Understanding the event


Salone del Mobile


Even for an expert eye in the sector, it is now difficult to interpret and understand the meaning of what he sees, hears, lives as an experience, since everything merges and therefore gets confused. The public takes part in this entertainment show, without being able to read the phenomena and to understand the vision that unites the various proposals.

A vision that actually shows only products, with a lack of ideas and tensions that interpret the changes and make us imagine the future. In short, those things that would give an authentic meaning to the exhibition.

The fifth edition of Alcova, held in the location of Ex-Macello di Porta Vittoria with the projects of over 90 designers, is perhaps the only location where an attempt to explore different and complementary directions to the discipline has been made. 90 thousand have crossed the threshold of the space, after long hours of queue, to relive the memory and identity of the place thanks to the cultural strength of the exhibition.

From research and experimentation on the development of materials, to sustainability and new technologies, from contemporary craft to sensory design, Alcova presented the projects of established institutions, schools, studios and emerging talents from Europe, China, Japan, Korea, the United States , India and Turkey.


Ross Lovegrove’s point of view




The statements by established designers who, eager to explore other areas, are looking for other and deeper motivations to continue and add a new layer of complexity. As the Englishman Ross Lovegrove, master of organic forms applied to industrial design.

In an interview with the monthly magazine Living, in April he declared: “Design only makes sense if it has an artistic value. I’ve always been interested in exploring new avenues. It makes me feel alive and honest”. The man, who for years has designed for furniture companies, but also for Sony, Apple and Lvmh, also wonders about what the sector has become.

Lovegrove reflects on the essence of the project, whose wonders noone anymore. There are few who, like him, explore unusual and tiring paths to achieve what on paper may seem impossible. “Creating difficult, if not impossible, forms was an unconscious mechanism to arrive at sculpture, which has a different longevity compared to the consumer object”, concludes the designer.


Milano Design Week, between art and design 




Art and luxury strengthen their bond with design, as if we had suddenly gone back a century. More precisely to the Arts and Crafts Movement of William Morris and to Art Nouveau, when the desire to make houses and buildings ideal places to live was achieved without any distinction between art and life, thanks to craftsmanship and collaborations with artists.

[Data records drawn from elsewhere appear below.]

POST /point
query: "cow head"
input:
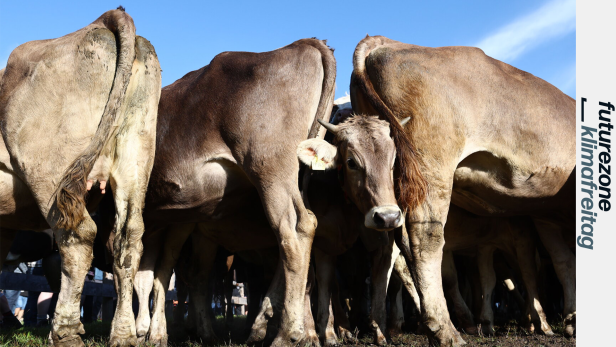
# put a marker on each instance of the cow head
(364, 154)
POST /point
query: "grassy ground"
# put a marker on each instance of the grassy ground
(97, 335)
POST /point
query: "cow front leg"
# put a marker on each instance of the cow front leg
(294, 226)
(311, 339)
(564, 264)
(396, 315)
(200, 267)
(173, 242)
(143, 284)
(75, 248)
(451, 287)
(127, 250)
(325, 280)
(485, 260)
(422, 247)
(382, 266)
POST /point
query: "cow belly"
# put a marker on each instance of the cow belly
(18, 209)
(209, 192)
(491, 186)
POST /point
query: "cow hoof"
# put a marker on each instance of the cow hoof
(393, 332)
(284, 340)
(68, 335)
(123, 341)
(569, 331)
(347, 336)
(257, 334)
(471, 330)
(68, 341)
(487, 329)
(570, 325)
(311, 340)
(548, 332)
(332, 342)
(445, 337)
(159, 341)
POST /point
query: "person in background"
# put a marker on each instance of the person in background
(7, 319)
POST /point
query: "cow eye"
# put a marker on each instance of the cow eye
(352, 164)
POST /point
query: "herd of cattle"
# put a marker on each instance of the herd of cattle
(438, 150)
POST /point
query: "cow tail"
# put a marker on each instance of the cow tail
(71, 190)
(326, 101)
(411, 186)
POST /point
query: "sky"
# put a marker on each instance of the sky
(535, 36)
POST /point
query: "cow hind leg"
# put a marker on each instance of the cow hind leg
(383, 260)
(485, 260)
(6, 240)
(200, 269)
(76, 256)
(422, 248)
(396, 315)
(311, 338)
(451, 287)
(127, 249)
(294, 227)
(143, 284)
(325, 280)
(564, 264)
(174, 240)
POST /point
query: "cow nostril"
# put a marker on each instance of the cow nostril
(387, 219)
(378, 219)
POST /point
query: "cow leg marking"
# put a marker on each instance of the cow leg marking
(451, 287)
(325, 280)
(259, 327)
(144, 279)
(396, 315)
(485, 260)
(228, 289)
(340, 317)
(174, 240)
(403, 273)
(564, 264)
(6, 240)
(311, 338)
(525, 251)
(422, 247)
(382, 266)
(76, 256)
(127, 249)
(200, 268)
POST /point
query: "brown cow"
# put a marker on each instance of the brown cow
(75, 110)
(483, 135)
(362, 139)
(226, 159)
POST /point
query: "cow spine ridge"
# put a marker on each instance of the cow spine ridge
(71, 190)
(326, 101)
(411, 186)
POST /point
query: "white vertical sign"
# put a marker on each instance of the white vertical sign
(596, 163)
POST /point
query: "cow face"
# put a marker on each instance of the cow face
(364, 154)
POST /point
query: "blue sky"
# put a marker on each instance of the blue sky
(535, 36)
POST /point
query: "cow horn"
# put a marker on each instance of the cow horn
(405, 120)
(332, 128)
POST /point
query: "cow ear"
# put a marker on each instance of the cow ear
(317, 154)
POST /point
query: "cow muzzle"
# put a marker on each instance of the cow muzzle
(384, 218)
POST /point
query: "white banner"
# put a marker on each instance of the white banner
(596, 208)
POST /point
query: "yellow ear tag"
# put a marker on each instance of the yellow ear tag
(318, 164)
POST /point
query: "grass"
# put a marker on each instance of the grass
(507, 335)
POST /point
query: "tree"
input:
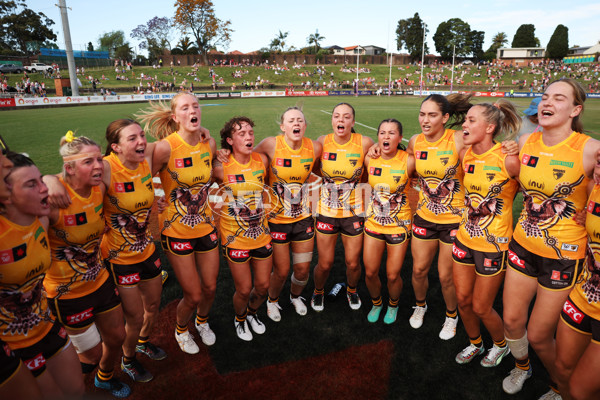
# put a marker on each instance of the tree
(409, 35)
(22, 30)
(315, 38)
(499, 40)
(558, 46)
(198, 17)
(525, 36)
(185, 46)
(453, 33)
(476, 39)
(278, 44)
(155, 35)
(114, 42)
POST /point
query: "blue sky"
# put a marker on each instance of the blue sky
(347, 23)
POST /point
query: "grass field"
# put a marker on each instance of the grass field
(330, 355)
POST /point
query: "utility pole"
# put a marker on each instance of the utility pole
(69, 47)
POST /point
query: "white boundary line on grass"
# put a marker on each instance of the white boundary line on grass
(358, 123)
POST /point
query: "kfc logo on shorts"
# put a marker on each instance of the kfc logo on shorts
(238, 253)
(36, 362)
(575, 315)
(419, 231)
(129, 279)
(181, 246)
(460, 254)
(80, 317)
(278, 235)
(515, 259)
(324, 226)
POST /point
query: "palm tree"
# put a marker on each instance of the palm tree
(315, 38)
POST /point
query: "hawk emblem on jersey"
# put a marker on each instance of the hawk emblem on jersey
(439, 193)
(542, 212)
(293, 204)
(591, 288)
(249, 220)
(480, 217)
(83, 260)
(336, 195)
(22, 305)
(385, 212)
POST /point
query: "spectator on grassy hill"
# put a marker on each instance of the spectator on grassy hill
(189, 237)
(245, 238)
(548, 245)
(340, 208)
(481, 245)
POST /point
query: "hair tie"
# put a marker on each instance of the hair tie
(69, 137)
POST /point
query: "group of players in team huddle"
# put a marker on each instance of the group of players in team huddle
(72, 269)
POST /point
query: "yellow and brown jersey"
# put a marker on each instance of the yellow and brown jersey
(243, 219)
(24, 259)
(554, 188)
(127, 205)
(489, 192)
(342, 168)
(441, 199)
(186, 180)
(288, 176)
(586, 293)
(389, 211)
(76, 268)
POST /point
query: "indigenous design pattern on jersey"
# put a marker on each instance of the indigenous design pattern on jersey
(24, 260)
(76, 268)
(127, 211)
(554, 188)
(389, 211)
(489, 193)
(341, 168)
(590, 280)
(243, 219)
(186, 179)
(288, 176)
(441, 198)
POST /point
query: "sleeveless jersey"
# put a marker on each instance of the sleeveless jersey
(288, 177)
(127, 207)
(389, 211)
(24, 259)
(489, 192)
(243, 218)
(554, 188)
(441, 199)
(342, 168)
(186, 180)
(76, 268)
(586, 294)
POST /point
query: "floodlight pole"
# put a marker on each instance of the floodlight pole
(390, 78)
(422, 61)
(357, 55)
(69, 47)
(452, 79)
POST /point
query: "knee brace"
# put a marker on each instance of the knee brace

As noted by the award-winning architect Stefano Boeri, President of the Milan Triennale, author of “Swing” in The Amazing Playground space in the courtyard of the Università Statale di Milano: “in addition to the environmental aspect, there is the social one. Thinking abour industrial products, the question of the end of life of the objects is now crucial. These fundamental and interconnected questions are part of what we call social sustainability: if we think about the growing poverty of the world population, we should acknowledge that there is no design meant for those who live in this condition. All current production, although of the highest quality, is aimed at a niche market, with a high-cost design. A market which has seen a strong acceleration in recent years”.

There is also the need to develop a social design through proposals and projects capable of making the invisible visible. Like the strata of the population who live in an increasingly precarious way: a swing to rethink the city, being lulled by an alternative response to the rhetoric of sustainability and overproduction.

The essence of the matter is all in this statement. If everything has become design, in the name of the market alone, then this type of “design” is truly dead. When a cool and cutting-edge designer like Fabio Novembre, in the “L’educazione” section of the Corriere della Sera supplement, headlines: “Freedom-responsibility, the combination that we forget”, then it is a sign that’s necessary to return to reflect about the meaning of design.